Comprehensive Evaluation of Tamil OCR Systems: A Survey, Dataset Creation, Benchmarking, and Error Analysis

Main Article Content

Sivashanth Suthakar
Sarveswaran Kengatharaiyer
Andrew Charles Eugene Yugarajah

Abstract

This paper presents a comprehensive evaluation of Optical Character Recognition (OCR) systems for Tamil, a low-resource language that continues to trail behind high-resource counterparts in recognition accuracy despite substantial research efforts. Tamil OCR is inherently challenging due to the script’s intricate character shapes, numerous ligatures, and its large set of 247 characters, including complex vowel-consonant combinations. These features complicate segmentation and recognition far more than Latin scripts. To contextualize the evaluation, a literature survey was conducted, covering key aspects such as pre-processing, recognition, and post-processing techniques. A major barrier in Tamil OCR research is the absence of a standardized diachronic benchmark dataset. To address this, we curated a dataset of 164 scanned images from printed documents spanning from 1850 to the present, taken at 10-year intervals. The collection captures eleven types of page layouts and eight document characteristics, considering noise levels, monolingual, multilingual content, and printing technologies, etc. Expert-verified ground-truth data, including full-page transcriptions, line segmentations, and bounding boxes, enable detailed system evaluation. Using this dataset, we evaluated both commercial and open-source OCR systems through three strategies: full-page recognition, line-level segmentation, and bounding-box-based processing. Results show that while commercial systems perform better in terms of character and word accuracy, they struggle with complex layouts, degraded text, and historical typefaces. Although the focus is on Tamil, the evaluation approach and findings offer broader relevance for OCR research in other complex-script languages. The dataset and evaluation results are publicly available on GitHub to support future work in this domain.

Article Details

Select the Journal Issue
Articles
Author Biographies

Sivashanth Suthakar, Department of Computer Science, University of Jaffna

Suthakar Sivashanth received the B.Sc. (Hons.) degree in Computer Science from the University of Jaffna, Sri Lanka, in 2024, and is currently an MPhil candidate and Research Assistant with the Department of Computer Science at the same institution. His research interests include machine learning, deep learning, natural language processing (NLP), and artificial intelligence (AI).

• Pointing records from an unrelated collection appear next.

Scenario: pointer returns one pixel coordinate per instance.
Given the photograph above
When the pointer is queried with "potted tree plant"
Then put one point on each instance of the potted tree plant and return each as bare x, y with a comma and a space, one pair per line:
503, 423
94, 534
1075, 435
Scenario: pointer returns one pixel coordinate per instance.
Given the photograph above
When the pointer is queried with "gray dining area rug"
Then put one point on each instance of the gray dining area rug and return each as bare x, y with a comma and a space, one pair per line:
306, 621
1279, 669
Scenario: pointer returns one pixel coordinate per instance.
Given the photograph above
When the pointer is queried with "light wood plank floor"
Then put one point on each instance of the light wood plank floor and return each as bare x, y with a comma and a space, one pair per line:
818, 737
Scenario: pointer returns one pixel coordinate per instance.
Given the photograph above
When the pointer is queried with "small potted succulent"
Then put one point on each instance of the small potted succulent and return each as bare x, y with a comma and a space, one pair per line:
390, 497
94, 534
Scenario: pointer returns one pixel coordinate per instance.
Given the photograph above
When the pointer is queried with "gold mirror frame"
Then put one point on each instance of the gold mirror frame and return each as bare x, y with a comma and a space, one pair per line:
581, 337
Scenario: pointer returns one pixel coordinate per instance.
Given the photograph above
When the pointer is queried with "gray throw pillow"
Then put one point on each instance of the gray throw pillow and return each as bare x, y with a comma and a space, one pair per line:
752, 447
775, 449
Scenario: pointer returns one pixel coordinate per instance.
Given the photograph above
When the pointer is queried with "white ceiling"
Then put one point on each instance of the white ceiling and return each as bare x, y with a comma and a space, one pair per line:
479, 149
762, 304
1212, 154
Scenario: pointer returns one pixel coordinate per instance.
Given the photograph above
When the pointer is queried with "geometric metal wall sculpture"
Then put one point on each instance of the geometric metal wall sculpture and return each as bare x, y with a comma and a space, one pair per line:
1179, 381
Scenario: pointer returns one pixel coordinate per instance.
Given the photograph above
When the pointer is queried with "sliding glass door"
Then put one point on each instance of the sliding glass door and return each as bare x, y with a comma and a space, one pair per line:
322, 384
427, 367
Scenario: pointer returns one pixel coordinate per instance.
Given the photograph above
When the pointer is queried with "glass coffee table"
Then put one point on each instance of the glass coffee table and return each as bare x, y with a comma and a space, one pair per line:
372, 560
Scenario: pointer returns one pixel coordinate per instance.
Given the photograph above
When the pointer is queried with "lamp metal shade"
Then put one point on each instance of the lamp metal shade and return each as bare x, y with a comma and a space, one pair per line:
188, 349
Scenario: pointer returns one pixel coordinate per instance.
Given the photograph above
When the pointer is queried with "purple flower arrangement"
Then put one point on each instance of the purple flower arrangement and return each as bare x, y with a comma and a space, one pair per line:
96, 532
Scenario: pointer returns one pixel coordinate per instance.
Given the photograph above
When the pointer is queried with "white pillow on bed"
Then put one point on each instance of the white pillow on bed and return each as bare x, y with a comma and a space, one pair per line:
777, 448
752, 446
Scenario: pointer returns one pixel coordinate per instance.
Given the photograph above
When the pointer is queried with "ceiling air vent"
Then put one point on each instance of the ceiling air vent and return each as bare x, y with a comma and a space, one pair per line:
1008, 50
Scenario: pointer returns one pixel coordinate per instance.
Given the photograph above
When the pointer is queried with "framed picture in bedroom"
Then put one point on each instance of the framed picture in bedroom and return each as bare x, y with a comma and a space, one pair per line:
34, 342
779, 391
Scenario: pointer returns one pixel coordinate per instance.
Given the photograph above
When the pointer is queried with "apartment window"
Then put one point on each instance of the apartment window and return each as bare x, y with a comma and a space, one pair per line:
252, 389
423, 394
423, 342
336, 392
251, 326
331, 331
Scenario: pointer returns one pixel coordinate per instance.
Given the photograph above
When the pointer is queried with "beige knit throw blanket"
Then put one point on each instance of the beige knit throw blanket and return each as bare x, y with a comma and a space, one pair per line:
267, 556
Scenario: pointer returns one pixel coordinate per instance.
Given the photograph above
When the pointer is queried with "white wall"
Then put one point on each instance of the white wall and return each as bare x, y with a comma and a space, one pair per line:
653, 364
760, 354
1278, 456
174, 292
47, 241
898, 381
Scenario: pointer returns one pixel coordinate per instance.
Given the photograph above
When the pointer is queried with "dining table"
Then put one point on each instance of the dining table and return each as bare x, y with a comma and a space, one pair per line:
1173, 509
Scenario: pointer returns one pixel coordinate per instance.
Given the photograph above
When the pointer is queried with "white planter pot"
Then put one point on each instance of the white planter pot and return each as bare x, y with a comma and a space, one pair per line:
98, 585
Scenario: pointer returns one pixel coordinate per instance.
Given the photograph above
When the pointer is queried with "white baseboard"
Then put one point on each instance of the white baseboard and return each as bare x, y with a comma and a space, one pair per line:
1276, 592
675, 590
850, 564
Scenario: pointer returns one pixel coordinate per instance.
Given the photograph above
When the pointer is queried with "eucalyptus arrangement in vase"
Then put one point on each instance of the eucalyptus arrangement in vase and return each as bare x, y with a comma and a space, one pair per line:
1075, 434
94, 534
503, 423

Sarveswaran Kengatharaiyer, Department of Computer Science, University of Jaffna

Kengatharaiyer Sarveswaran received his B.Sc. (Hons.) degree in Computer Science from the University of Peradeniya, Sri Lanka, in 2006, and his M.Sc. (2011) and Ph.D. (2022) degrees in Computer Science from the University of Moratuwa, Sri Lanka. He is currently a Senior Lecturer (Grade I) in the Department of Computer Science at the University of Jaffna. His research interests include natural language processing and computational linguistics, with a particular focus on Tamil and other low-resource languages.

Andrew Charles Eugene Yugarajah, Department of Computer Science, University of Jaffna

Eugene Yugarajah Andrew Charles received the B.Sc. (First Class) degree in Computer Science from the University of Jaffna, Sri Lanka, in 1999, and a Ph.D. degree in Computer Science from Cardiff University, UK, in 2007. He is currently a Senior Lecturer Grade I with the Department of Computer Science, University of Jaffna. His research interests include blockchain transaction analysis, natural language processing (NLP) for Tamil, digital library resource description, and applied machine learning.